On top of that, words with a high approval rating in one era can become offensive over time. For evidence of that, you don’t have to look any further than the National Association for the Advancement of Colored People. If it had been founded in later years, it might have been the National Association for the Advancement of Black People or the National Association for the Advancement of African Americans. If it were being founded today, the organization might have a broader mission and be called the National Association for the Advancement of People of Color. Which, to me, seems head-scratchingly close to the original.

As you dig deeper, you may hit a layer of words that you think are perfectly fine, but which offend other people. You may sit there wondering why. Wouldn’t it be nice to have some sort of guide? Fortunately, one just popped up. Hanna Thomas and Anna Hirsch have gathered some thoughts on the subject in A Progressive’s Style Guide. It gives examples of words to use or avoid, along with explanations of why.

That doesn’t mean you have to agree with Thomas and Hirsch. I sometimes don’t. As a person with gray hair and saggy parts, I agree with them that “geezer” is a term to avoid. They think “senior” is just fine, while I  don’t care for it. And for some reason, they say “elderly person” is OK but “the elderly” isn’t. I guess I don’t like any of the words that draw attention to advancing age. Maybe I’m just getting cranky in my dotage.

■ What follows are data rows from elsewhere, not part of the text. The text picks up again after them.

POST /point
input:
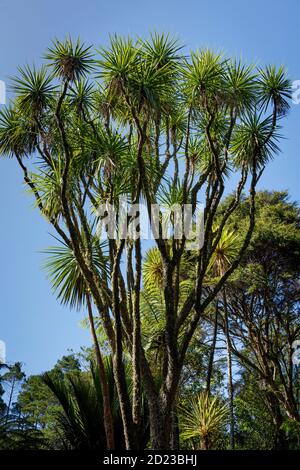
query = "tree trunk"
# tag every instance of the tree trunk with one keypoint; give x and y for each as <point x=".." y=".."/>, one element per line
<point x="212" y="353"/>
<point x="229" y="368"/>
<point x="107" y="415"/>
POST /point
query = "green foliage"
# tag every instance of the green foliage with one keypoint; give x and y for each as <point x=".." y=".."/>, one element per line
<point x="203" y="419"/>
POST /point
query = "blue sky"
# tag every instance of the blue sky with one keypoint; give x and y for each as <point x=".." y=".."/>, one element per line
<point x="37" y="331"/>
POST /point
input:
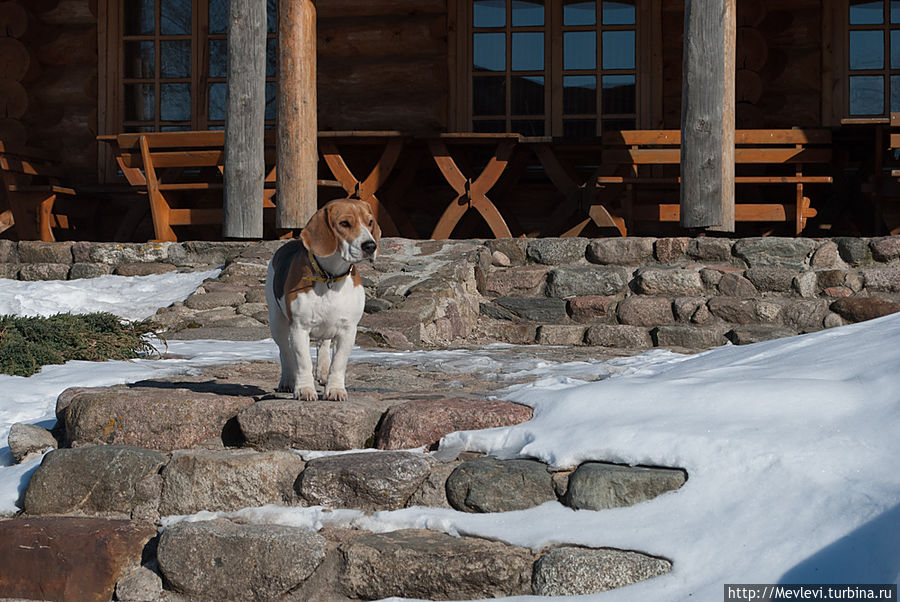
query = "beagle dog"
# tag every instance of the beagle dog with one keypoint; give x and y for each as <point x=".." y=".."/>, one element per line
<point x="314" y="291"/>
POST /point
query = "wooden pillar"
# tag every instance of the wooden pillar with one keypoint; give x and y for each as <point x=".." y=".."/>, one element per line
<point x="245" y="119"/>
<point x="297" y="154"/>
<point x="707" y="115"/>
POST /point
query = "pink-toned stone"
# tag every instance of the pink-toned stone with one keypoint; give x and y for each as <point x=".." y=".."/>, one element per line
<point x="424" y="421"/>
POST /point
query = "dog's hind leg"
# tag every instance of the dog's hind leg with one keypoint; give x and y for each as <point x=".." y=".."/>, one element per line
<point x="323" y="361"/>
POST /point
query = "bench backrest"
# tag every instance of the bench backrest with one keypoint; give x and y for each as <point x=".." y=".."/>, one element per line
<point x="663" y="147"/>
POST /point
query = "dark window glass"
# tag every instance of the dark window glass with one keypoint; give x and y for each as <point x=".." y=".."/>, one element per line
<point x="618" y="94"/>
<point x="140" y="59"/>
<point x="175" y="58"/>
<point x="489" y="13"/>
<point x="175" y="102"/>
<point x="528" y="51"/>
<point x="527" y="13"/>
<point x="618" y="49"/>
<point x="527" y="96"/>
<point x="580" y="50"/>
<point x="579" y="94"/>
<point x="866" y="95"/>
<point x="489" y="51"/>
<point x="618" y="13"/>
<point x="579" y="12"/>
<point x="489" y="96"/>
<point x="866" y="50"/>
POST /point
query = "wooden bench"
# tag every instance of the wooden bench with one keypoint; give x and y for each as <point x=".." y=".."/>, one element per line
<point x="29" y="187"/>
<point x="165" y="165"/>
<point x="762" y="157"/>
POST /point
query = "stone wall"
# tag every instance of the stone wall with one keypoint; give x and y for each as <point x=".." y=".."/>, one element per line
<point x="691" y="293"/>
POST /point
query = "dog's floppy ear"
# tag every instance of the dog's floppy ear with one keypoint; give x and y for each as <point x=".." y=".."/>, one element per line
<point x="318" y="236"/>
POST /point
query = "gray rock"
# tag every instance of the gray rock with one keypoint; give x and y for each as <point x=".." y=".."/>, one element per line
<point x="97" y="480"/>
<point x="570" y="571"/>
<point x="672" y="282"/>
<point x="597" y="486"/>
<point x="638" y="310"/>
<point x="556" y="251"/>
<point x="27" y="441"/>
<point x="490" y="485"/>
<point x="608" y="335"/>
<point x="435" y="566"/>
<point x="366" y="481"/>
<point x="534" y="309"/>
<point x="321" y="425"/>
<point x="227" y="480"/>
<point x="577" y="281"/>
<point x="621" y="251"/>
<point x="776" y="252"/>
<point x="218" y="560"/>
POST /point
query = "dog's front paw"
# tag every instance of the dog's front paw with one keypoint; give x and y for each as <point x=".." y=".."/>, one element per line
<point x="336" y="394"/>
<point x="306" y="394"/>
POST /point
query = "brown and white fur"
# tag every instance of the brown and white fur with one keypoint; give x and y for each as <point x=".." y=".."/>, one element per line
<point x="303" y="306"/>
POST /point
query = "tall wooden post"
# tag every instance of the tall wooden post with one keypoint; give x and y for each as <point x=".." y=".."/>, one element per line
<point x="707" y="115"/>
<point x="297" y="154"/>
<point x="245" y="119"/>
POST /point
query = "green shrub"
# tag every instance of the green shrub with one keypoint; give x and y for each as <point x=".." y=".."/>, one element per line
<point x="27" y="344"/>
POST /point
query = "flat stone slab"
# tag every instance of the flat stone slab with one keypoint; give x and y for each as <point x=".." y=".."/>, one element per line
<point x="424" y="421"/>
<point x="366" y="481"/>
<point x="597" y="485"/>
<point x="104" y="480"/>
<point x="68" y="558"/>
<point x="314" y="425"/>
<point x="153" y="417"/>
<point x="571" y="571"/>
<point x="434" y="566"/>
<point x="219" y="560"/>
<point x="491" y="485"/>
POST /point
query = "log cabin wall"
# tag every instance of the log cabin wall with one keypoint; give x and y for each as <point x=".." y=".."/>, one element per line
<point x="48" y="80"/>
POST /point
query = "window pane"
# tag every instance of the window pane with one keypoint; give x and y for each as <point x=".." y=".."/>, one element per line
<point x="175" y="102"/>
<point x="866" y="50"/>
<point x="579" y="128"/>
<point x="140" y="18"/>
<point x="867" y="95"/>
<point x="618" y="50"/>
<point x="618" y="94"/>
<point x="580" y="50"/>
<point x="527" y="96"/>
<point x="217" y="102"/>
<point x="218" y="16"/>
<point x="579" y="94"/>
<point x="528" y="127"/>
<point x="489" y="126"/>
<point x="489" y="13"/>
<point x="175" y="17"/>
<point x="139" y="102"/>
<point x="528" y="51"/>
<point x="579" y="12"/>
<point x="175" y="58"/>
<point x="618" y="13"/>
<point x="218" y="58"/>
<point x="527" y="13"/>
<point x="489" y="96"/>
<point x="866" y="12"/>
<point x="140" y="59"/>
<point x="489" y="51"/>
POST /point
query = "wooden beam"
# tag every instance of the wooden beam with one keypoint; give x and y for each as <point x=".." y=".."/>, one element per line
<point x="707" y="115"/>
<point x="244" y="119"/>
<point x="297" y="154"/>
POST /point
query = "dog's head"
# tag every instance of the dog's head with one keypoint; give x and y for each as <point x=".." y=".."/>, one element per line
<point x="347" y="226"/>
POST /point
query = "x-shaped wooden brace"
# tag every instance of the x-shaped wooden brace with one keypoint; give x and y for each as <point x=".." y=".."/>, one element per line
<point x="366" y="189"/>
<point x="471" y="194"/>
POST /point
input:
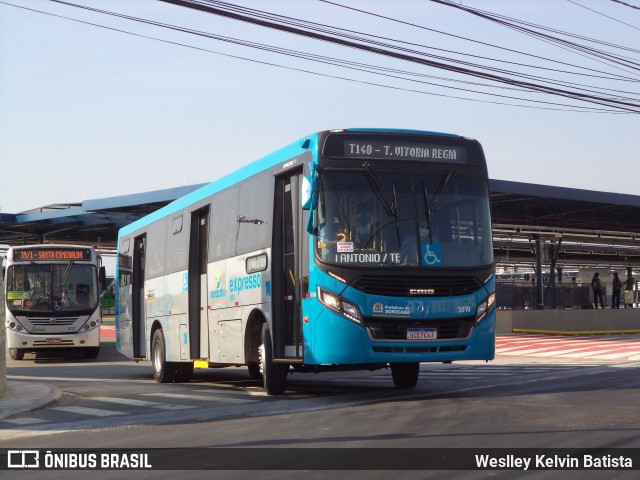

Even so, the guide is worth browsing. We get so used to using some words and phrases that we never stop to think how they might look on the receiving end. This guide is like having someone to stand next to you and discretely cough when you start to utter things better left unsaid.

If you take a look and decide the whole thing is ridiculous, at least you will be staking out your own boundaries on whom you are willing to offend and why, instead of writing from a position of ignorance.